TODD:  Not even a week.

CILLIZZA:  -- Chuck, you know this better than I, though.  When you‘re in a foreign country, when you‘re entangled with a coalition of people, it is not so easy to say, We‘re out, we won, walk away.  Just ask George W.  Bush about “mission accomplished.”  I mean, we know how that turned out.

TODD:  All right.  Chris Cillizza, Postpolitics.com, “Washington Post,” every other title I will mention (INAUDIBLE) get it right.

CILLIZZA:  You got a whole show.

TODD:  Mr. Fick (ph).  Thanks very much.

Coming up: What do we know about Moammar Gadhafi?  Will he fight or flee?  And who are the rebels that the no-fly zone is essentially helping out?  Big questions.  We‘re going to get some answers from the former Libyan ambassador to the United States, who broke with the Gadhafi regime early on.

You‘re watching HARDBALL, only on MSNBC.

(COMMERCIAL BREAK)

TODD:  Well, the world is giving high marks to America‘s leaders.  Check this out.  According to a new Gallup poll, U.S. leaders are doing a better job than those in other world powers.  Forty-seven percent of people in more than 100 countries say they approved of the job performance of, quote, “American leaders,” versus 25 percent who disapproved.  Germany finished second, followed by France, Japan, the UK and China.  Russia was the only country on the list whose leaders were upside-down on approval, 27 percent versus 31 percent.  And a historical note, back in 2008, before President Obama took office, the United States was in sixth place.

We‘ll be right back.

(COMMERCIAL BREAK)

TODD:  Welcome back to HARDBALL.  What do we really know about the rebels who are taking on Colonel Gadhafi?  In the past, rebels we‘ve supported one day have become our enemies the next.  Think Afghanistan.  One person who knows all about our new allies is Ali Suleiman Aujali, who recently resigned as the Libyan ambassador to the United States.  He is now supporting the opposition.

Mr.
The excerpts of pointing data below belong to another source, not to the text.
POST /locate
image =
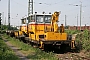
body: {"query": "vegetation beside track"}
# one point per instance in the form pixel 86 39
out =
pixel 29 51
pixel 5 52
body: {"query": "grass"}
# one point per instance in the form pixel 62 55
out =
pixel 5 52
pixel 32 53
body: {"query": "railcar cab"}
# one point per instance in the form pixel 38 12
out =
pixel 38 22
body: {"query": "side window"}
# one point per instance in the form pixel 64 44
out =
pixel 47 19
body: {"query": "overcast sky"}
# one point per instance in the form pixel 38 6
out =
pixel 19 8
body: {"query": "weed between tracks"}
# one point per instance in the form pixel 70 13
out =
pixel 5 52
pixel 30 52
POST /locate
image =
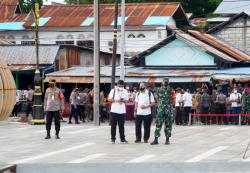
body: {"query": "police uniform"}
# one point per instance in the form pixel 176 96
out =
pixel 164 114
pixel 52 105
pixel 246 105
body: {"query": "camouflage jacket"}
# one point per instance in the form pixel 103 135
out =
pixel 246 104
pixel 165 103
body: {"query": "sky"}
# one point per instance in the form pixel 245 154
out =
pixel 48 2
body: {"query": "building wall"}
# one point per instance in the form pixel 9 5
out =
pixel 136 41
pixel 236 34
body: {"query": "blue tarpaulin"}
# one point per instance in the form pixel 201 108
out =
pixel 12 26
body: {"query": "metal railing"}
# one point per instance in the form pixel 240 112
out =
pixel 8 169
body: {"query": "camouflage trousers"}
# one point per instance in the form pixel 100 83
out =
pixel 167 120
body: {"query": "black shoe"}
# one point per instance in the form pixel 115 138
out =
pixel 137 141
pixel 155 142
pixel 124 141
pixel 47 137
pixel 167 141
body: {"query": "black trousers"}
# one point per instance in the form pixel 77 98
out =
pixel 178 117
pixel 204 110
pixel 29 108
pixel 49 118
pixel 186 114
pixel 81 112
pixel 146 124
pixel 222 110
pixel 120 120
pixel 73 113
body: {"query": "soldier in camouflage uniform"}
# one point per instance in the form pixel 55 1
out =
pixel 164 112
pixel 246 104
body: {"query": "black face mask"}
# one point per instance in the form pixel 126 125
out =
pixel 142 89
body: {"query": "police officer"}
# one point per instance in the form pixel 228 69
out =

Ambassador, welcome.

ALI SULEIMAN AUJALI, RESIGNED AS LIBYAN AMBASSADOR TO THE U.S.: 

Thanks.

TODD:  So let me—let me ask you, who is the opposition?  Tell us who they are.  And should the United States, who has stopped short of recognizing them, recognize them as the official leadership of Libya?

AUJALI:  Well, the opposition, they are—they are (INAUDIBLE) Libyan who raised against the regime.  They are doctors.  They are professors  They are student.  They are lawyer.  They are normal people in Libya who‘ve been suffering for the last 42 years.  Then they are not al Qaeda, what the regime tried to describe them.

TODD:  Right.

AUJALI:  If there‘s al Qaeda, then the regime is responsible for them that they are in the country.  But the Libyan people, they raised against the regime peacefully.  Unfortunately, they‘ve been killed by the—by mercenaries.  Then, for example, the chair of the council, Mr. Abdul Jalil, he was a former justice minister.  He‘s very known in Libya.  He‘s a very capable man.  He‘s very decent man.  And Dr. Mahmoud Jibril, he‘s a professor.  He‘s working in—before, in the gulf area, in the gulf countries.

TODD:  Right.

AUJALI:  And he‘d been brought by son of Gadhafi to reform Libya and -

-

TODD:  Right.

AUJALI:  Yes.

TODD:  Let me ask you about Gadhafi.  You said in a previous interview you did not believe he would flee, that he would die on Libyan soil, that he didn‘t want to face the threat of the courts.  Is there no safe haven in the world he could flee to, in your mind?

AUJALI:  Well, I think it‘s not matter of the safe haven.  I think the problem—the problem of Gadhafi‘s mentality.  Gadhafi believe until now that the people likes him, the people—

TODD:  He really thought the people supported him?

AUJALI:  That‘s what he believed.

TODD:  He really believes it.

AUJALI:  Yes, that‘s what he believe.  He living in different world, I believe.

TODD:  Right.

AUJALI:  Then he touched—he lost the touch with reality.  Libyan people, they offer him a safe exit.  But until now, we don‘t see anything (INAUDIBLE).  I have heard, like many others—

TODD:  Right.

AUJALI:  -- that there is maybe a chance for him to negotiate, and President Sarkozy of France, he mentioned something that Britain and France they‘re working towards peaceful solution.  That‘s what we want.  Libyan people, they want to get rid of him because if he is there, there is nobody secure.  The problem is not the army, the problem is Gadhafi—

TODD:  Right.

AUJALI:  -- that if you want to save Libyan civilian, then Gadhafi must go.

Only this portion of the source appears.